The latest action challenged the application of pre-certification regulations that vary by company under a plan they file with the state Department of Banking and Insurance. In the case at issue, pre-certification was required for items such as non-emergency surgery, medical equipment rental, rehabilitation care, and physical, speech and restorative therapy.

In the event of a denial, the request could be submitted to a physician advisor, or if unsuccessful be submitted for dispute resolution.

Mr. Tiene said that insurers under the regulations can require pre-certification by a physician before allowing treatments that go outside the normal care path for auto injuries. Special diagnostic testing and psychological treatment might be typical pre-certification items, he said.

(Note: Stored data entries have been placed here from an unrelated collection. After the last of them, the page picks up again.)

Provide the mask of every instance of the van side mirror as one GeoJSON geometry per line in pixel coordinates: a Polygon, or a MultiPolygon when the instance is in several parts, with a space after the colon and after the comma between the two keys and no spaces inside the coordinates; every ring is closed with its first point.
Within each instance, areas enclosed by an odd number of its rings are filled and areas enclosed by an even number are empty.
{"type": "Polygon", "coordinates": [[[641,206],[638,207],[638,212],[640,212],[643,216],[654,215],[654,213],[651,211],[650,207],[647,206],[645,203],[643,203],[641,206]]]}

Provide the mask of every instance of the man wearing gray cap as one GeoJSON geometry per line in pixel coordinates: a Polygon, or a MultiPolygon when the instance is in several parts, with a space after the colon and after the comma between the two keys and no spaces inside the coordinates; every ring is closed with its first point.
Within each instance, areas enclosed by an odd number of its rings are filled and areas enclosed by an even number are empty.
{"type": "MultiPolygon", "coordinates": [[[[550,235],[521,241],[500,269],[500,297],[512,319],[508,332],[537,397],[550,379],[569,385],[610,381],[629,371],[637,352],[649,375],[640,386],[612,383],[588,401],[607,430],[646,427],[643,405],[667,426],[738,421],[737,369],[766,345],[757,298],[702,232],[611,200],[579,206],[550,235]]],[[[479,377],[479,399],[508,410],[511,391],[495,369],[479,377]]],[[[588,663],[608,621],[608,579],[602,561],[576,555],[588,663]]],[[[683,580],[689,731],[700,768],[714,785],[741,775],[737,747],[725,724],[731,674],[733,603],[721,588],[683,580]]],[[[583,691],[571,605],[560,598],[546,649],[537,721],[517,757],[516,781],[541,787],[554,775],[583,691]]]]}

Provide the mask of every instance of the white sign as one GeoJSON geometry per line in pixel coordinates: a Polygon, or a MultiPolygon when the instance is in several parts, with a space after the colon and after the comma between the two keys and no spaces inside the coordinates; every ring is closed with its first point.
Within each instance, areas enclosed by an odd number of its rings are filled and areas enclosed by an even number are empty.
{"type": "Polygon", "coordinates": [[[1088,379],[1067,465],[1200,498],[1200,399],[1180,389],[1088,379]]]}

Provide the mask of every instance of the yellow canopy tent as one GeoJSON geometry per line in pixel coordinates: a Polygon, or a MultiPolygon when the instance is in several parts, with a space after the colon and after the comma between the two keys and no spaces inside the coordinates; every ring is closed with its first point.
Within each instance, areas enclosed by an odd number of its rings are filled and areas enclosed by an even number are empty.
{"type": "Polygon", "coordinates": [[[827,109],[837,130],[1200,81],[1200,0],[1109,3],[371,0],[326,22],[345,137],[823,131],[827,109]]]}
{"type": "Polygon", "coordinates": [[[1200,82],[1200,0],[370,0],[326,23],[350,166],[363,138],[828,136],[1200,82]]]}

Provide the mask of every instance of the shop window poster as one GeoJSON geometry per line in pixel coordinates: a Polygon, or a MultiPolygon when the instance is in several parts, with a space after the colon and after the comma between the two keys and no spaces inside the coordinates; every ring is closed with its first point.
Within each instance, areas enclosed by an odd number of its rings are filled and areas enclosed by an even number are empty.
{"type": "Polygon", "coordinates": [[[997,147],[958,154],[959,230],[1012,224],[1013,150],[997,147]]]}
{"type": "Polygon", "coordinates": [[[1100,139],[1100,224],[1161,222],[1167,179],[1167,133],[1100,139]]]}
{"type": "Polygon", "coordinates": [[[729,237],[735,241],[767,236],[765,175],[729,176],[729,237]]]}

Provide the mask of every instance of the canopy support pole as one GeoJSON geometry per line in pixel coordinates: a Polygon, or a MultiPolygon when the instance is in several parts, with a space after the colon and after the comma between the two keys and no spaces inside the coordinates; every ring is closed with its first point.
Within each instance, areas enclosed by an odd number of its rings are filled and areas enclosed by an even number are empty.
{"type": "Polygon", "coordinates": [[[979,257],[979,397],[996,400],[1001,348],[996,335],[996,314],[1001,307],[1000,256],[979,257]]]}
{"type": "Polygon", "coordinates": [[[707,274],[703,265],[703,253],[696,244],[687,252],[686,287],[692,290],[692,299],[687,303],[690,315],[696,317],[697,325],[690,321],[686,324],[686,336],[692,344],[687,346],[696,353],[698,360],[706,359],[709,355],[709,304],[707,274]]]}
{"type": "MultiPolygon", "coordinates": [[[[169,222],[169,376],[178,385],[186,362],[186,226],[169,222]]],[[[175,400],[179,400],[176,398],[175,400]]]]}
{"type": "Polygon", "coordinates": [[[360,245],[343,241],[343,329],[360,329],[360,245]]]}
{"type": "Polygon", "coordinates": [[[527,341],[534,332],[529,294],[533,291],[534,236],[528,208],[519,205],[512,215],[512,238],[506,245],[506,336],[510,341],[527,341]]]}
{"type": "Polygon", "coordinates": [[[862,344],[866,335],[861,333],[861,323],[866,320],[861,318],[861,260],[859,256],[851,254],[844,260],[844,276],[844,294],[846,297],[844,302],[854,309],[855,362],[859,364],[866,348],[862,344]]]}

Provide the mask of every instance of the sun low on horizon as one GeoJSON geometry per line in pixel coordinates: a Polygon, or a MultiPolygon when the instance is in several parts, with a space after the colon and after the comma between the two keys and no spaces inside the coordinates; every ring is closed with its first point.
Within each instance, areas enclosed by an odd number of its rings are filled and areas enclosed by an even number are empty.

NAII noted that it and other insurance groups had filed briefs in defense of the New Jersey Department of Insurance and Banking for its approval of pre-certification policy language authorized under the act.

"We are pleased that the court once again recognized the importance of the medical cost savings features of the 1998 AICRA act. This is the second time in four years this act has been challenged in court, and in both instances the department has been ruled to be acting in accordance with the law," said Don Cleasby, assistant vice president and assistant general counsel for the NAII.

Medical cost issues aside, Mr. Cleasby charged that "over the past three years, excessive insurance regulation in New Jersey has strangled competition, resulting in more than 20 auto insurance companies leaving the state."

He said the NAII and several of its member companies are actively working with the Coalition for Auto Insurance Competition, a group of concerned businesses, insurance agents, companies and trade organizations, "to help restore competition and choice back to the New Jersey insurance market."

The Appellate Division in its decision found that the department through its commissioner had not acted unreasonably in approving policy forms with restrictions on assignment of Personal Injury Protection medical expense benefits.

The court also directed the department to take another look at, and make any needed changes in policy language related to certain diagnostic tests to assure there is "correctness and clarity."